Représentée par Me Christine ROUSSEL-SIMONIN de la SELARL DIAJURIS, avocat au barreau de CLERMONT-FERRAND
INTIMES
Décision déférée à la Cour :
jugement au fond, origine Tribunal judiciaire de clermont-fd, décision attaquée en date du 19 novembre 2020, enregistrée sous le n° 18/03663
jugement rectificatif du 07 avril 2021 du tribunal judiciaire de Clermont Ferrand enregistré sous le numro R 20/04481
COMPOSITION DE LA COUR lors des débats et du délibéré :
Monsieur Alexandre GROZINGER, Président
Madame Jocelyne KRAEMER-PIFFAUT, Conseiller
Madame Florence BREYSSE, Conseiller
GREFFIER :
Madame Rémédios GLUCK, Greffier lors de l'appel de la cause et du prononcé
DÉBATS : A l'audience publique du 04 octobre 2022
Sur le rapport de Madame Florence BREYSSE
ARRÊT : CONTRADICTOIRE
Prononcé publiquement le 08 novembre 2022, par mise à disposition de l'arrêt au greffe de la cour, les parties ayant été préalablement avisées dans les conditions prévues à l'article 450 alinéa 2 du code de procédure civile ;
Signé par Monsieur GROZINGER, président, et par Madame GLUCK, greffier, auquel la minute de la décision a été remise par le magistrat signataire.
FAITS ET PROCÉDURE
Madame [K] [Z] et Monsieur [U] [F] se sont mariés le 16 août 1997, ayant préalablement adopté le régime de la séparation de biens.
Madame [K] [Z] a acquis un fonds de commerce de bac-tabac-presse à [Localité 15] et a été immatriculée au RCS de CLERMONT-FERRAND le 12 septembre 2008.
Madame [K] [Z] et Monsieur [U] [F] ont acquis, par acte notarié reçu le 10 juin 2010 par Maître [H] [J], notaire à [Localité 18], un immeuble situé [Adresse 14] (63), cadastré AO n°[Cadastre 2] et [Cadastre 10], AR n°[Cadastre 4],[Cadastre 5],[Cadastre 6],[Cadastre 7],[Cadastre 8] et [Cadastre 9], chacun des époux étant acquéreur pour moitié.
Par jugement du 21 septembre 2014, le tribunal de commerce de CLERMONT-FERRAND a déclaré Madame [K] [Z] en liquidation judiciaire et a désigné la SELARL [L] en qualité de liquidateur judiciaire.

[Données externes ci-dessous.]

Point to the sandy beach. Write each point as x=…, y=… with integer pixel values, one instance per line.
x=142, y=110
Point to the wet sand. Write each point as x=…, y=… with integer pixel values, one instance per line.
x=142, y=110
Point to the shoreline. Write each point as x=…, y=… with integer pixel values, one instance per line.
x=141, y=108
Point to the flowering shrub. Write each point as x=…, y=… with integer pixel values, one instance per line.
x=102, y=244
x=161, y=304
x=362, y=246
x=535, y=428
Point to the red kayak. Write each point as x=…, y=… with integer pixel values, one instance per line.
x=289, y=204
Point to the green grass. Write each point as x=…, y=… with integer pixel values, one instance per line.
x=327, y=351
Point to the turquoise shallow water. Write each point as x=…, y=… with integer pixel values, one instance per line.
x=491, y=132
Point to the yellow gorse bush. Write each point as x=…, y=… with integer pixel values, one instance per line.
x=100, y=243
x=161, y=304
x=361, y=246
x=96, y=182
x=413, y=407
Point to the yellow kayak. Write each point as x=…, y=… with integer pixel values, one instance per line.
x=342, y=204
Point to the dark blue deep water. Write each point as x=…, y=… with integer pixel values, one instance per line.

Par courrier du 4 avril 2018, la SELARL [L] a invité Monsieur [U] [F] à racheter la part indivise de son épouse dans l'immeuble.
Par actes d'huissier de justice signifiés le 24 septembre 2018, en l'absence de solution amiable, la SELARL [L], agissant en qualité de liquidateur judiciaire, a assigné Madame [K] [Z] et Monsieur [U] [F] devant le tribunal de grande instance de CLERMONT-FERRAND aux fins de voir, sous le bénéfice de l'exécution provisoire, ordonner la licitation de l'immeuble dont ils sont propriétaires sur la mise à prix de 100 000 euros, avec possibilité de baisse de mise à prix du quart à défaut d'enchères, outre condamnation aux dépens et sur le fondement de l'article 700 CPC.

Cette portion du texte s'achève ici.